Antykapitaliści twierdzą, że kapitalizm niszczy prawa jednostki, ale jest wręcz przeciwnie: to ideologia tożsamości grupowej antykapitalistów i antyglobalistów je niszczy
Po piąte, antykapitaliści o ptasich móżdżkach twierdzą, że kapitalizm dba tylko o jednostkę, nie o wspólnotę, i że w ogóle jest niemoralny. Abstrahując od faktu, że ideologia tożsamości grupowej o wspólnotę raczej nie dba – chyba, że przez „wspólnotę” rozumiemy wspólnotę grup prześladowanych ofiar, co byłoby nieco wąską interpretacją tego pojęcia – należy zauważyć, że już Adam Smith dokładał starań, by pokazać, że wolny rynek nie tylko nie jest sprzeczny z moralnością, lecz krzewi wartości takie, jak odpowiedzialność, zaufanie i dotrzymywanie obietnic, ponieważ na tych właśnie rzeczach polega i bez nich nie może funkcjonować.
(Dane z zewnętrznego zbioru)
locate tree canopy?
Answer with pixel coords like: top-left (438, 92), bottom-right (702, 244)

Po szóste wreszcie należy zauważyć, że kapitalizm nie oznacza niczym niekontrolowanej i nieograniczonej polityki laissez-faire. Mamy państwo opiekuńcze i służbę zdrowia, mamy prawa antymonopolowe, prawa chroniące środowisko czy stare budynki (nie żeby antykapitaliści się nimi przejmowali: francuskie żółte kamizelki oburzają się przeciwko odbudowywaniu katedry Notre Dame). Nie jest tak, że w kapitalizmie wszystko można zburzyć, że wszystkim można robić, co się chce, jeśli tylko ma się pieniądze. To też jest prawda oczywista i w równie oczywisty sposób związana z tymi swobodami, wolnościami i demokratycznymi instytucjami, które od kapitalizmu są nierozłączne. Ale to zbyt subtelne dla antykapitalistów rozróżnienia.
Tyle elementarnych prawd o kapitalizmie, choć nie wiem, po co to komu. Choć może warto raz jeszcze podkreślić, gdzie leżą dziś polityczne linie podziału: z jednej strony mamy obrońców tożsamości grupowej, to znaczy nierozerwalnie (bo intersekcjonalnie) powiązanych bojowników antykapitalistycznych, antyglobalistycznych, antyimperialistycznych, antyizraelskich (co dziś stało się jednoznaczne z normalnym antysemityzmem) i ekologicznych, często kryjących się pod mile brzmiącymi hasłami multikulturalizmu, „sprawiedliwości społecznej”, „różnorodności” i „tolerancji”, z drugiej – wszystkich innych, to znaczy faszystów/kapitalistów, wsadzonych przez tych pierwszych do jednego worka. Należy walczyć nie z poszczególnymi wypowiedziami (beznadziejna byłaby to walka, skoro żadne myśli się za nimi nie kryją), lecz z samym tym podziałem. A to oznacza walkę z wszystkimi wyżej wymienionymi w tej przerażającej i niebezpiecznej intersekcjonalnej kłębowinie.